U.S. plastics processors are raising the bar with higher productivity, higher profits and higher utilization. That's the word from the 2013 North American Plastics Industry Study from Plante & Moran’s Plastics Industry Team, comprised of Leader Jeff Mengel and Co-leader Ted Morgan, who surveyed 84 companies with 131 facilities and $3 billion in sales.
Labor productivity, as measured by value-add (sales less material and outside processing), divided by total full-time equivalents significantly jumped in 2012, as “companies were forced to figure out how to do more with less.” That seems to be a continuing trend post-recession, as “the industry as a whole is getting into a rhythm operationally with the continued sales growth.”
As for higher profits, the key is to control both resin and labor, two of the largest cost drivers for plastics processors. “Control these two items and profits are almost certain to come,” notes Mengel and Morgan. “Resin pricing over the past 12-18 months has seen only modest increases compared to recent years. In addition, a higher percentage of plastics processors are able to pass resin cost increases to customers.”
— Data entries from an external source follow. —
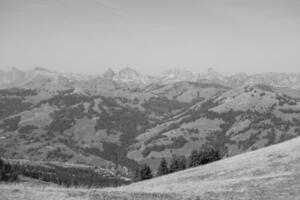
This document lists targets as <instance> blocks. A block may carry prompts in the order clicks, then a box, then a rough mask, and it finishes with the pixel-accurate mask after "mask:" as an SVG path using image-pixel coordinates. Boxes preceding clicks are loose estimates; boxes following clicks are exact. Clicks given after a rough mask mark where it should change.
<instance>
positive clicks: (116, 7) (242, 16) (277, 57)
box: [0, 0, 300, 74]
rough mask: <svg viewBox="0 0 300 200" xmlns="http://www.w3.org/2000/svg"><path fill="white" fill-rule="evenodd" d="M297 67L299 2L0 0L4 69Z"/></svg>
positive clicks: (196, 68)
mask: <svg viewBox="0 0 300 200" xmlns="http://www.w3.org/2000/svg"><path fill="white" fill-rule="evenodd" d="M11 66H15V67H18V68H20V69H30V68H33V67H36V66H43V67H46V68H49V69H52V70H57V71H62V72H69V71H70V72H75V73H87V74H93V73H101V72H103V71H104V70H105V69H106V68H108V67H111V68H113V69H120V68H123V67H125V66H130V67H133V68H135V69H136V70H138V71H139V72H144V73H152V74H157V73H159V72H162V71H164V70H166V69H169V68H183V69H188V70H191V71H194V72H202V71H204V70H205V69H206V68H208V67H213V68H215V69H216V70H217V71H219V72H221V73H224V74H232V73H236V72H248V73H260V72H269V71H276V72H299V73H300V1H299V0H0V69H2V68H6V67H11Z"/></svg>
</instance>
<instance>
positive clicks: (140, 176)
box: [134, 148, 221, 181]
mask: <svg viewBox="0 0 300 200" xmlns="http://www.w3.org/2000/svg"><path fill="white" fill-rule="evenodd" d="M220 159H221V157H220V154H219V152H218V151H217V150H215V149H213V148H207V149H201V150H199V151H197V150H193V151H192V152H191V154H190V157H189V161H187V159H186V158H185V156H173V157H172V159H171V161H170V163H168V162H167V161H166V159H165V158H162V159H161V162H160V164H159V167H158V169H157V174H156V175H157V176H162V175H166V174H170V173H174V172H178V171H181V170H185V169H187V168H191V167H197V166H200V165H204V164H208V163H211V162H214V161H217V160H220ZM152 177H153V173H152V171H151V168H150V167H149V166H148V165H147V164H143V165H142V166H141V167H140V168H137V169H136V171H135V177H134V179H135V181H141V180H147V179H150V178H152Z"/></svg>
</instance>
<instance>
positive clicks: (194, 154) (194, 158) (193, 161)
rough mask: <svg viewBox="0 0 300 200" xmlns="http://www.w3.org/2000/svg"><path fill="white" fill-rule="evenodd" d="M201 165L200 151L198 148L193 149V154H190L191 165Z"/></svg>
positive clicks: (195, 166) (194, 165) (192, 165)
mask: <svg viewBox="0 0 300 200" xmlns="http://www.w3.org/2000/svg"><path fill="white" fill-rule="evenodd" d="M198 165H200V162H199V153H198V151H197V150H193V151H192V153H191V155H190V164H189V167H196V166H198Z"/></svg>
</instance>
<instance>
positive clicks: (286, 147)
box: [0, 138, 300, 200]
mask: <svg viewBox="0 0 300 200" xmlns="http://www.w3.org/2000/svg"><path fill="white" fill-rule="evenodd" d="M299 149H300V138H295V139H292V140H290V141H287V142H284V143H281V144H277V145H273V146H270V147H267V148H264V149H260V150H257V151H253V152H249V153H245V154H241V155H238V156H235V157H231V158H228V159H224V160H221V161H219V162H215V163H212V164H208V165H205V166H201V167H197V168H193V169H188V170H185V171H182V172H179V173H174V174H170V175H168V176H164V177H159V178H155V179H152V180H149V181H144V182H139V183H135V184H132V185H129V186H124V187H120V188H111V189H102V190H98V189H95V190H86V189H78V190H74V189H61V188H57V189H55V188H42V189H41V188H38V187H36V188H32V187H31V188H27V189H26V187H25V186H20V185H17V186H12V185H0V193H1V194H4V196H2V197H0V199H1V198H2V199H46V198H47V199H48V200H51V199H205V200H207V199H208V200H209V199H249V200H250V199H251V200H252V199H276V200H280V199H284V200H290V199H295V200H296V199H300V190H299V188H300V151H299ZM24 188H25V189H24ZM24 196H25V198H20V197H24ZM2 199H1V200H2Z"/></svg>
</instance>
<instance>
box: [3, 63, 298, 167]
mask: <svg viewBox="0 0 300 200" xmlns="http://www.w3.org/2000/svg"><path fill="white" fill-rule="evenodd" d="M0 88H1V90H0V156H3V157H5V158H8V159H26V160H34V161H59V162H71V163H78V164H87V165H94V166H98V167H104V168H105V167H106V168H109V167H110V168H112V167H113V168H119V169H120V170H122V171H127V170H126V169H127V168H129V169H134V168H135V167H136V166H137V165H138V164H142V163H147V164H149V165H150V166H151V167H152V168H153V169H156V168H157V166H158V163H159V162H160V160H161V158H162V157H165V158H167V160H168V159H171V158H172V156H175V155H176V156H186V157H187V156H189V154H190V153H191V151H192V150H193V149H200V148H206V147H213V148H215V149H217V150H218V151H219V152H220V154H221V156H222V157H230V156H233V155H237V154H240V153H243V152H246V151H252V150H255V149H259V148H262V147H265V146H269V145H271V144H275V143H279V142H282V141H285V140H288V139H291V138H294V137H296V136H298V135H300V90H299V89H300V75H299V74H286V73H282V74H281V73H268V74H256V75H247V74H236V75H232V76H224V75H221V74H219V73H217V72H215V71H214V70H213V69H208V70H207V72H205V73H203V74H195V73H192V72H188V71H185V70H179V69H175V70H168V71H166V72H164V73H162V74H161V75H158V76H150V75H143V74H140V73H138V72H136V71H135V70H133V69H131V68H128V67H127V68H124V69H122V70H120V71H119V72H114V71H113V70H111V69H109V70H107V71H106V72H105V73H103V74H102V75H78V74H71V73H70V74H65V73H58V72H53V71H50V70H47V69H45V68H40V67H38V68H35V69H33V70H29V71H22V70H19V69H16V68H12V69H10V70H7V71H0ZM125 168H126V169H125Z"/></svg>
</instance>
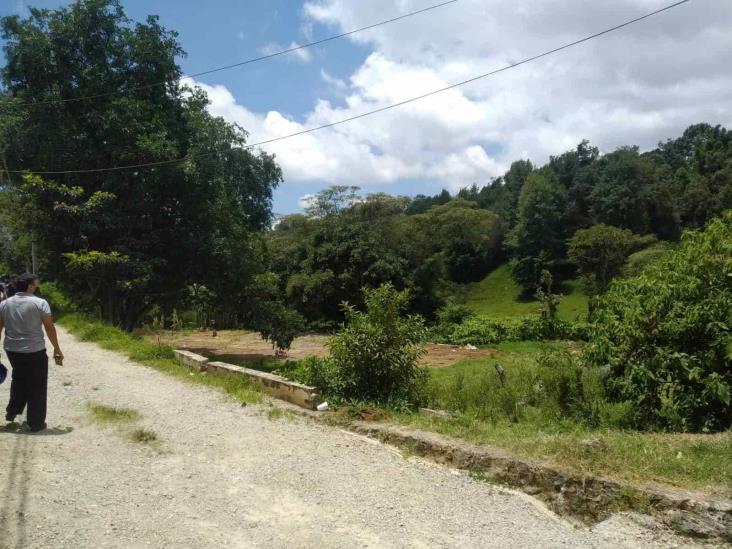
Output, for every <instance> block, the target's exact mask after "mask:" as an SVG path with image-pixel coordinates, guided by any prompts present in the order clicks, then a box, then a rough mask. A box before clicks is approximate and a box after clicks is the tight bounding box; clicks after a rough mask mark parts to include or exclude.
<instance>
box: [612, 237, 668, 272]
mask: <svg viewBox="0 0 732 549" xmlns="http://www.w3.org/2000/svg"><path fill="white" fill-rule="evenodd" d="M672 249H673V246H672V245H671V244H669V243H668V242H658V243H656V244H654V245H653V246H649V247H648V248H644V249H642V250H639V251H637V252H635V253H632V254H630V255H629V256H628V259H627V260H626V261H625V265H624V266H623V273H622V276H624V277H633V276H638V275H639V274H641V273H642V272H643V269H645V268H646V267H647V266H648V265H650V264H652V263H655V262H656V261H658V260H659V259H661V258H662V257H663V256H664V255H666V254H667V253H668V252H669V251H670V250H672Z"/></svg>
Press utilization increased for the third straight year, said the Plante & Moran study. That’s good news given that press utilization had been in the doldrums even before the recession hit. “The top quartile is in excess of 50 percent utilization for all presses based on a 24/7 basis,” said the study. “While press utilization does not correlate with profitability as many weak companies routinely low ball quotes to keep the presses running, the reduction of available capacity has brought pricing discipline to the industry.”It appears that the industry as a whole has returned to some semblance of normal – albeit a new normal to some extent – and the ship has steadied. Let’s hope the next three quarters of 2014 remain that way!